Die Politik muss den Rahmen für Unternehmen vorgeben und nicht umgekehrt. Wir müssen attraktive Standorte erschaffen durch familienfreundliche Umgebung, gute Erschliessung zu den Zentren, gute Infrastruktur, Sicherheit in politisch unruhigen Zeiten, Naherholungsmöglichkeiten und, und, und.

Was stört Sie noch?

Ein Negativ-Faktor ist für uns die Komplexität der Vorlage. 90 Prozent der Politiker und 99,9 Prozent der Bevölkerung verstehen sie nicht. Finanzfachleute profitieren am meisten von der Vorlage. Das ist Politik von Unternehmen und nicht vom Staat.

Auch Sie zählen sich zu den «Normalbürgern». Wie können Sie gegen etwas sein, das Sie nicht durchschauen?

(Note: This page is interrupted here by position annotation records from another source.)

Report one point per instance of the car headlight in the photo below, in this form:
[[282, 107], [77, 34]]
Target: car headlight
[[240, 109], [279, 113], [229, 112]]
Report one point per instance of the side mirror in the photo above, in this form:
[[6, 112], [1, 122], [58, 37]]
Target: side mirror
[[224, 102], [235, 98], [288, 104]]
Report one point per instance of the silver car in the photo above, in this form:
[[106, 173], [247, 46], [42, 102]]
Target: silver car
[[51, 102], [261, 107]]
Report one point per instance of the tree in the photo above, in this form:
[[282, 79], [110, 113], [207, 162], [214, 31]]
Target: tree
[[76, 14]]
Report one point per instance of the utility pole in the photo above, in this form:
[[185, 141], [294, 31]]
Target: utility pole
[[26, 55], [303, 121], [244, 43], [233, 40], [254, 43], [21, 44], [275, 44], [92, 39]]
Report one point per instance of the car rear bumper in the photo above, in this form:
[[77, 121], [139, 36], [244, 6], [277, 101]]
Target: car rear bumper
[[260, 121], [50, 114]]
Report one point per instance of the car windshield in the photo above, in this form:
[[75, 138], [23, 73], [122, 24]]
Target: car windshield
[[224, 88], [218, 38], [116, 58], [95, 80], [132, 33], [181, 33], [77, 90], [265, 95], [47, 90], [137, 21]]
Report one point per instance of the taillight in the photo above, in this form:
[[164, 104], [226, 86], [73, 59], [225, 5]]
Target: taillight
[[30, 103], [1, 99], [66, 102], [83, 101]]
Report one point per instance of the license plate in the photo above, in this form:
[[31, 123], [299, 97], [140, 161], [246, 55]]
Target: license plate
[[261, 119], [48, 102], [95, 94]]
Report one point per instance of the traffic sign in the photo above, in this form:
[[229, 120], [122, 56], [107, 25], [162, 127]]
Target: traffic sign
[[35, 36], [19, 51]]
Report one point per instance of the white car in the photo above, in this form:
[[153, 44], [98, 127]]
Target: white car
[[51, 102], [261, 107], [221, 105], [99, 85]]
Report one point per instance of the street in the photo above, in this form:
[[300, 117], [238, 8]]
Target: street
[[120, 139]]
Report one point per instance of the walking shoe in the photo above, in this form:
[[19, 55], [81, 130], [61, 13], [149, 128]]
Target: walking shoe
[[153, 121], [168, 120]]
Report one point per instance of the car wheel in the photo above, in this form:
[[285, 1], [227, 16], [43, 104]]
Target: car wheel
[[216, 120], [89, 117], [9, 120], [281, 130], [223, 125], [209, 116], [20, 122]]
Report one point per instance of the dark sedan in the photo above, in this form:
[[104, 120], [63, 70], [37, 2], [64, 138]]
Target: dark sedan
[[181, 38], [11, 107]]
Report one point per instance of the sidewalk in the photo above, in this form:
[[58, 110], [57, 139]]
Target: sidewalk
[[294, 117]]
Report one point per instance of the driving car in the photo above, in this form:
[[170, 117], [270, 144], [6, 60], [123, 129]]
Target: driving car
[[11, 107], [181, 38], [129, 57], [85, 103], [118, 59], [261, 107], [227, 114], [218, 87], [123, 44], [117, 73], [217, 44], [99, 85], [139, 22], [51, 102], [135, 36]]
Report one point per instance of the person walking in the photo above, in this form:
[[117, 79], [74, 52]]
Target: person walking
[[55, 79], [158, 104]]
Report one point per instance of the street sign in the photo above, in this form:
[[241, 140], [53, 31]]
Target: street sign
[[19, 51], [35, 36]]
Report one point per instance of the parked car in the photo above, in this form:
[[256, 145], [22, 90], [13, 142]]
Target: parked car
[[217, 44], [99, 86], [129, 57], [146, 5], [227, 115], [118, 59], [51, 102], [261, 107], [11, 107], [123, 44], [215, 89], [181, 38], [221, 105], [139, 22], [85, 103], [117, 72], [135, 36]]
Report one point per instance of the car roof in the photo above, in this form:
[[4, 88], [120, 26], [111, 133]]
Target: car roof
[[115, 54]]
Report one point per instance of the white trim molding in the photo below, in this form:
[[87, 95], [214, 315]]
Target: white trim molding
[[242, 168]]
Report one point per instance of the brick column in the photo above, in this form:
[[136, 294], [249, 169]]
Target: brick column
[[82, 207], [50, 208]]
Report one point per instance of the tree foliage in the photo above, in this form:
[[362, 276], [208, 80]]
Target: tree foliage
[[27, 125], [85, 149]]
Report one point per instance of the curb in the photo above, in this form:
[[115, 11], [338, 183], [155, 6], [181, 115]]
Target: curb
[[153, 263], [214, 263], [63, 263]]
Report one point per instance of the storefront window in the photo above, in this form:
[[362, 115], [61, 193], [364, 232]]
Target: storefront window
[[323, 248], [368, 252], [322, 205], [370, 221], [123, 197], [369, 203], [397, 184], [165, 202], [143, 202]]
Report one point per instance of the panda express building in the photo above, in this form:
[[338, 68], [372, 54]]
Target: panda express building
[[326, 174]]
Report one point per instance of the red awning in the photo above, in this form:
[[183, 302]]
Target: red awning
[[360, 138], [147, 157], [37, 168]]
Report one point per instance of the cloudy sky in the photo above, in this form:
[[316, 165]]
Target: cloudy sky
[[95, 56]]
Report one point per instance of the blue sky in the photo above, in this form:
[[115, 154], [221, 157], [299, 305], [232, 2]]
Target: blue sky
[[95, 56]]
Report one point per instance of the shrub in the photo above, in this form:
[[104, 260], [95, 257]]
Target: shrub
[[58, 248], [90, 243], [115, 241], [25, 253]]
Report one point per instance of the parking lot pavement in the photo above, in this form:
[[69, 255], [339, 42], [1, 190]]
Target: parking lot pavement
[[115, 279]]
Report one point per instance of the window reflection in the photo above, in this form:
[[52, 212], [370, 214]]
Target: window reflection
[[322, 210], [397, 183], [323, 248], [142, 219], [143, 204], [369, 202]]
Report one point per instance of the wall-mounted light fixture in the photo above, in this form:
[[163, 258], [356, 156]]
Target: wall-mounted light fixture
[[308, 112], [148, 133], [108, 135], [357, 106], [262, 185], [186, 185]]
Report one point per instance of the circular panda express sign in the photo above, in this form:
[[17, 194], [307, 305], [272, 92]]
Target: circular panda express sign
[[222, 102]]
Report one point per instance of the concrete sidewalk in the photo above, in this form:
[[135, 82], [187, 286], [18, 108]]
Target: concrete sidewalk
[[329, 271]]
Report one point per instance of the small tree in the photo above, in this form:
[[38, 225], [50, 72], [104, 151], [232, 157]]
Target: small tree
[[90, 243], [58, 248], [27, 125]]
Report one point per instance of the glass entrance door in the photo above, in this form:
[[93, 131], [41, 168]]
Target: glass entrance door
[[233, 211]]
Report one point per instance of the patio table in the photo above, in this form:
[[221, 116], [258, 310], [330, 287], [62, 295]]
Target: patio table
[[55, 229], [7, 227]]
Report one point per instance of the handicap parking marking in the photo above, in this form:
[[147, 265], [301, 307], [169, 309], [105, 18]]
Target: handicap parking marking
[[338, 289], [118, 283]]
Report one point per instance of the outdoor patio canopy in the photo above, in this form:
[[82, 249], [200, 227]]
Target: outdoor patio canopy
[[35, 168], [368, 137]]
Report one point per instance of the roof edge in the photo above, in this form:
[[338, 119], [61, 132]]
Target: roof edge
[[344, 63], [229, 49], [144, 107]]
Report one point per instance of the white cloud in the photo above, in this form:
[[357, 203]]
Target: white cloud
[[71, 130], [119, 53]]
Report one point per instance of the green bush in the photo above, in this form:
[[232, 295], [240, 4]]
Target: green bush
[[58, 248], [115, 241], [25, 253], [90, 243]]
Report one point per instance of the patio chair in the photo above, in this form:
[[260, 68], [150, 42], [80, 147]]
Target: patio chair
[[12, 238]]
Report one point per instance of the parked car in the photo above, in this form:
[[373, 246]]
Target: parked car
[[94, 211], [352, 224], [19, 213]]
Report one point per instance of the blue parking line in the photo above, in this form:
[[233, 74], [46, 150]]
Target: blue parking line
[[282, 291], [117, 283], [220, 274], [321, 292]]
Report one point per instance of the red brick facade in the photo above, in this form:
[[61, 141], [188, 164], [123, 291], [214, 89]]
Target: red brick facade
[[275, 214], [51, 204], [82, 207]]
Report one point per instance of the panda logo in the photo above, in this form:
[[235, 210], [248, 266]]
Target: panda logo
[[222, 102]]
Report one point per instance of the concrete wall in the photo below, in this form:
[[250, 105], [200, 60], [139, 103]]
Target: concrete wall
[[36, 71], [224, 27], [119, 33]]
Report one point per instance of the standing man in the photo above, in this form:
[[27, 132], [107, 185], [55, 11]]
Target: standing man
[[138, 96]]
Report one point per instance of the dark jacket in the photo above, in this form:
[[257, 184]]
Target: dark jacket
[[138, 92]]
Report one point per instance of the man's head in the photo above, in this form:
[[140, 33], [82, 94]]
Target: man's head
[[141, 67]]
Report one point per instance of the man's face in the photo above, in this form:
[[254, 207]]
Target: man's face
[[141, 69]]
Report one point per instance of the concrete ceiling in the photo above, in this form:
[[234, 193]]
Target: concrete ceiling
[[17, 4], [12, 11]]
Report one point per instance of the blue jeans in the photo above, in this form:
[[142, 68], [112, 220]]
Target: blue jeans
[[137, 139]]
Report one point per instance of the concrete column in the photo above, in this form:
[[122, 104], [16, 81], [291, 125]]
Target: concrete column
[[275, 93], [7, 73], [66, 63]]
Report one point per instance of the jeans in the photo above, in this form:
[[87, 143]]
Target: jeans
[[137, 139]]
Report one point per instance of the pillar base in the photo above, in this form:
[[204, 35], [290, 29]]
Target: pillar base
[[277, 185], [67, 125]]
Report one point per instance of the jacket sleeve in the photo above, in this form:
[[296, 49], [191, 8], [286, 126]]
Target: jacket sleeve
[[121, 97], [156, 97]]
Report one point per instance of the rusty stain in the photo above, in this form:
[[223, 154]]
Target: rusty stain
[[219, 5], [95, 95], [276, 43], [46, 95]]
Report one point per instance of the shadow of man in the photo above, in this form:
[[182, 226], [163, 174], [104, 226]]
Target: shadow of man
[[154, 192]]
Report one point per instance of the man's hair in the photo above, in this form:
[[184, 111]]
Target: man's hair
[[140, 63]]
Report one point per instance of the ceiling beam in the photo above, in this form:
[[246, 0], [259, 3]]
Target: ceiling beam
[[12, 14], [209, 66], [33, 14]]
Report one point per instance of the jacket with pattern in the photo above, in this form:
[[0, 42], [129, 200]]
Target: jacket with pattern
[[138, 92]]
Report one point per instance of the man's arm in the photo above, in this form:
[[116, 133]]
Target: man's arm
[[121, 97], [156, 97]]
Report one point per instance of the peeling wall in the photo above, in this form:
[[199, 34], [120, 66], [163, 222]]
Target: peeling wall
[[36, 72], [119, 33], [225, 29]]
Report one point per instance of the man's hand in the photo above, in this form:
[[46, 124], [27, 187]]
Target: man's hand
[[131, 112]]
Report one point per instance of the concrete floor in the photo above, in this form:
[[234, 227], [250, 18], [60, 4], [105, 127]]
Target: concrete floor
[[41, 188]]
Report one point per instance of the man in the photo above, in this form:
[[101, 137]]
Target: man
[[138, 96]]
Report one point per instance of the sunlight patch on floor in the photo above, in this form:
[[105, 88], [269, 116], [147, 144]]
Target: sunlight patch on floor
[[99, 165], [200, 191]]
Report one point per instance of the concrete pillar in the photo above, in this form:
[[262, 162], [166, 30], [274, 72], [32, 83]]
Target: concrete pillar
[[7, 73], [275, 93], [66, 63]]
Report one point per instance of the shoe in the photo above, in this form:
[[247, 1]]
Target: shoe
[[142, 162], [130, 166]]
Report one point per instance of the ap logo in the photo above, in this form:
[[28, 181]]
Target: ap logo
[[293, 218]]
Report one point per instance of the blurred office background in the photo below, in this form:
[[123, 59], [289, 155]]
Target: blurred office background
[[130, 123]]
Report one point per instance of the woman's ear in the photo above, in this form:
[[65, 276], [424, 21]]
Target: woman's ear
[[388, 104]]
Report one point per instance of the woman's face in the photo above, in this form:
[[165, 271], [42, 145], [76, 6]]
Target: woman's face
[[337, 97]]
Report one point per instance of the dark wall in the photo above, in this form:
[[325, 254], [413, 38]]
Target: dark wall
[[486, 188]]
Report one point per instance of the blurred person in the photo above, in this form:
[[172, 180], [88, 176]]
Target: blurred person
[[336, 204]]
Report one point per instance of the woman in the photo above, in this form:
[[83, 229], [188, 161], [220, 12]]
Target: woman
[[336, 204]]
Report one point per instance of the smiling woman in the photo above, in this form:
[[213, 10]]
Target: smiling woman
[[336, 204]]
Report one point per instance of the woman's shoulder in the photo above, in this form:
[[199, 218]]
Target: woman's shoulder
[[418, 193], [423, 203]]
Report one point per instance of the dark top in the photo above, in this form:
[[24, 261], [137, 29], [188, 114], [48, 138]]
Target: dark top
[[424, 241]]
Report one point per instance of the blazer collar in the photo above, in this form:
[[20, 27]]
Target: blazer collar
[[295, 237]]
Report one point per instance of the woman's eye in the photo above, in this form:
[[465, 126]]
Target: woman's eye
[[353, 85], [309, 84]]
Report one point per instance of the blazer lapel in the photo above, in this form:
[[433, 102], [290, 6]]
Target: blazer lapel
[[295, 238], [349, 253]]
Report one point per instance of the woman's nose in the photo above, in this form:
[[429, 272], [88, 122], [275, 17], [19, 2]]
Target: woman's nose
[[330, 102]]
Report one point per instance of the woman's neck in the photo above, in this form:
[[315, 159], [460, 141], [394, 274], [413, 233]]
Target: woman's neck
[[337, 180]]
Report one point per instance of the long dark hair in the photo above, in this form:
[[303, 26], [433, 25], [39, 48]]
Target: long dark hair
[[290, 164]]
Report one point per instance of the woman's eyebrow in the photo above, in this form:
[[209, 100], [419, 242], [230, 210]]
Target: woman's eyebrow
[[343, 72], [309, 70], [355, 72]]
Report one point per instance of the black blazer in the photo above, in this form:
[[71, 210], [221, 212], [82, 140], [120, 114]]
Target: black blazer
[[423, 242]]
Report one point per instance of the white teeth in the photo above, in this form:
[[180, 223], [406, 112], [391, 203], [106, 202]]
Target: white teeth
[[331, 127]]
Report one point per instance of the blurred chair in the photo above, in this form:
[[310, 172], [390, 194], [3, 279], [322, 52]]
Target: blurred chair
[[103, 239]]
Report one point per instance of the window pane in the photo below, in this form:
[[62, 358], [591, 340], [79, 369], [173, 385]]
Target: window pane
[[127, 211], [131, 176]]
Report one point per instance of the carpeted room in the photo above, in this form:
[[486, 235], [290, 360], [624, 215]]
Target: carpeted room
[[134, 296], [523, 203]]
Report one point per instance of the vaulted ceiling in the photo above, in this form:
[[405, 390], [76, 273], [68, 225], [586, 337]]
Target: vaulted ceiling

Wenn man sich Zeit nimmt, sich einzulesen, kann man mitreden. Der «Normalbürger» wird diese Zeit aber nicht aufbringen. Für die Bevölkerung muss eine Abstimmungsvorlage verständlich sein, ohne dass sie sich tief einarbeiten muss.

Kommt die Demokratie an ihre Grenzen?

Noch schlimmer wäre, man könnte nicht mitentscheiden. Solche Vorlagen in dieser Komplexität sind Grenzfälle der fairen Meinungsbildung.

Unternehmen werden bevorzugt, die in die Forschung investieren. Wie können Sie gegen dies sein?

Innovation soll belohnt werden. Dies kann man aber durch andere Instrumente tun. «Forschung und Entwicklung» sind in dieser Vorlage nicht definiert.

Glauben Sie nicht, dass neue Firmen nach Uri kommen?

Die Prognosen weisen in die Richtung, dass sich für Uri nicht viel ändert. Den Teil, den Uri von der Ausgleichsmilliarde erhält, sollte der Kanton aber nicht für weitere Steuerentlastungen und somit den Steuerwettbewerb einsetzen, sondern investieren. Denn durch Investition erhöhen wir die Attraktivität.

Dann finden Sie die Ausgleichsmilliarde sinnvoll?

Die Gefahr besteht, dass sie für weitere Steuerentlastungen eingesetzt wird und diese sozusagen kompensiert.